Can vLLM Really Cut Inference Costs by 73%?
Can you really cut inference costs of LLM serving by 73% with vLLM?
I went through the architecture to understand if this number even makes sense. My honest assessment: it's technically plausible. Here's why.
First, the core problem.
When an LLM serves your request, two very different things happen:
Prefill: The model reads your entire prompt in one shot. Compute-heavy. Saturates the GPU.
Decode: The model generates tokens one by one. Memory-bound. The GPU mostly waits.
Most setups run both on the same GPU. Neither gets optimized. And when one user sends a 10,000-token prompt for prefill, it blocks generation for everyone else mid-conversation.
vLLM's approach: disaggregated prefilling.
Prefill and decode run on separate GPU pools. A Rust-based router directs requests to the right prefill instance via prefix-aware hashing. The KV cache then transfers to a decode instance over high-speed RDMA.
The GPUs still do the same math but you assign compute-heavy GPUs to prefill and cheaper memory-optimized GPUs to decode. Right hardware for each job. Fewer machines overall.
Note: this requires high-bandwidth interconnects. On slower networks, transfer latency eats into the gains. Datacenter-grade optimization.
On top of that, four well-documented optimizations:
1. PagedAttention: KV cache in non-contiguous 16-token blocks (like virtual memory). Waste drops from 60-80% to under 4%. Throughput: 2-24x.
2. Continuous Batching: iteration-level scheduling, new requests inject the moment a slot opens. 23x throughput vs HuggingFace Transformers baseline.
3. Automatic Prefix Caching: identical system prompts served from cache instead of recomputed. Up to 170x faster than cache-blind scheduling.
4. Speculative Decoding: a small model drafts tokens, the full model verifies in one pass. 2.7x speedup, identical output quality.

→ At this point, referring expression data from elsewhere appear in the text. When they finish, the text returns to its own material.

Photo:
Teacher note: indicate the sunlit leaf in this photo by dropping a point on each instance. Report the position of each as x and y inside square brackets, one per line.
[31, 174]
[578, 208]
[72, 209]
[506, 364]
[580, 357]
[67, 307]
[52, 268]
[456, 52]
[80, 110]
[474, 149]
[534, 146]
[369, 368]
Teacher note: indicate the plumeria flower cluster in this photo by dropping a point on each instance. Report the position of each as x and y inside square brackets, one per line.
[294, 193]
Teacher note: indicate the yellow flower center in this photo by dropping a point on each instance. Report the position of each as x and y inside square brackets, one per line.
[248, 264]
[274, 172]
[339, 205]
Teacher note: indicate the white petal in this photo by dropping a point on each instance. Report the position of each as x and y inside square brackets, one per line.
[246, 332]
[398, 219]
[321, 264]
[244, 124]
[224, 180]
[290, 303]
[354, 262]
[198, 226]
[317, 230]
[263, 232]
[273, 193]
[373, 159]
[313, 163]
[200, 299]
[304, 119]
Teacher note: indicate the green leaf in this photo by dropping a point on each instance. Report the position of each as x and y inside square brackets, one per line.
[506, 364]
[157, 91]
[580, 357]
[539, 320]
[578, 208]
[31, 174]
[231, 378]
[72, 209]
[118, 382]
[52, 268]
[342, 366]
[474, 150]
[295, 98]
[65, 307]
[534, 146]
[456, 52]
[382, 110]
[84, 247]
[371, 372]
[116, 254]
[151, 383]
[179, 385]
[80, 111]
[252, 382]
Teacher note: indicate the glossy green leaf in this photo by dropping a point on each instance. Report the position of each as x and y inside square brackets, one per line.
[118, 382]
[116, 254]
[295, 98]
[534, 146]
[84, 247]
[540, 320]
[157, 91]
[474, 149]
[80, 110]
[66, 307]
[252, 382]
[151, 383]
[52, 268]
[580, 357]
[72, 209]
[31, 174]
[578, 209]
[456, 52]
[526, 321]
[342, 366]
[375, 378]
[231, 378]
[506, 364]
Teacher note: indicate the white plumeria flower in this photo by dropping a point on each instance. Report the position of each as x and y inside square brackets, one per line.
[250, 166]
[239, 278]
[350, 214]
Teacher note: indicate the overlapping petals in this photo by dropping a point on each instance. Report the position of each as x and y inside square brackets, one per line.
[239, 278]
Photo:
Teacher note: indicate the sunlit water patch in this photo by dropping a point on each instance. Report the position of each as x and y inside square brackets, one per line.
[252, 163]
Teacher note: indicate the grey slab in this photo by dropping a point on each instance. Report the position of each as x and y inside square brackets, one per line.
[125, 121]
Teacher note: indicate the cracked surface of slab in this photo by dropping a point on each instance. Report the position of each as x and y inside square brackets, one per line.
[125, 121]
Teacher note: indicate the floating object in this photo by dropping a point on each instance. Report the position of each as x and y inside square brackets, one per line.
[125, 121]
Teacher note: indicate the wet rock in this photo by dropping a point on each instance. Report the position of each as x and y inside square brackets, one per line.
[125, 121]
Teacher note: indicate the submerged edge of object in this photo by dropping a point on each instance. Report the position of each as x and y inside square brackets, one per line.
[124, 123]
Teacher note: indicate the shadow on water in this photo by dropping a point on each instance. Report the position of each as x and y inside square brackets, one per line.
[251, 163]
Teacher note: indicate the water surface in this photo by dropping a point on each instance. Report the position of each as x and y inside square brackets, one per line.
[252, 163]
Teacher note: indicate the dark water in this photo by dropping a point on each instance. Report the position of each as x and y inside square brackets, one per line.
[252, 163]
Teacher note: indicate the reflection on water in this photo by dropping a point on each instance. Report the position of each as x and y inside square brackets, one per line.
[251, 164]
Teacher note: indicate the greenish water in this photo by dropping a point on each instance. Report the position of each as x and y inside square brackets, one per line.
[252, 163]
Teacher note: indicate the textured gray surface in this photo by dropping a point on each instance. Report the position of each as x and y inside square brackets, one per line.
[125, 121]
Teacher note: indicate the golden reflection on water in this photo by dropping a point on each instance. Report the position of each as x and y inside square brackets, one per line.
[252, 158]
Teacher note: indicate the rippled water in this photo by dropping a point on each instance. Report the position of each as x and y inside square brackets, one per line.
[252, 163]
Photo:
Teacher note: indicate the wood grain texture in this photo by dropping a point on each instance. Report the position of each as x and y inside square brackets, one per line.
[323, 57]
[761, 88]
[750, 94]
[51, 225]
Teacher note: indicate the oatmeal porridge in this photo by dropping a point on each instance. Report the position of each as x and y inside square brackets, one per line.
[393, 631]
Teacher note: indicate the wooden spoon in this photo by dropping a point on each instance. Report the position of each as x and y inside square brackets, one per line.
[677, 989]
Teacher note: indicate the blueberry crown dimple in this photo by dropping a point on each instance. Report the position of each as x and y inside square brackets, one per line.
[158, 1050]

Why these compound into 73%:
Each targets a different source of waste:
- PagedAttention recovers wasted GPU memory - Continuous Batching fills idle compute cycles - Prefix Caching eliminates redundant computations - Speculative Decoding generates multiple tokens per step - Disaggregation matches workloads to the right hardware
Five independent optimizations compounding. That's what makes 73% plausible.
Every optimization above has published benchmarks. But your actual savings depend on workload, hardware, and traffic patterns.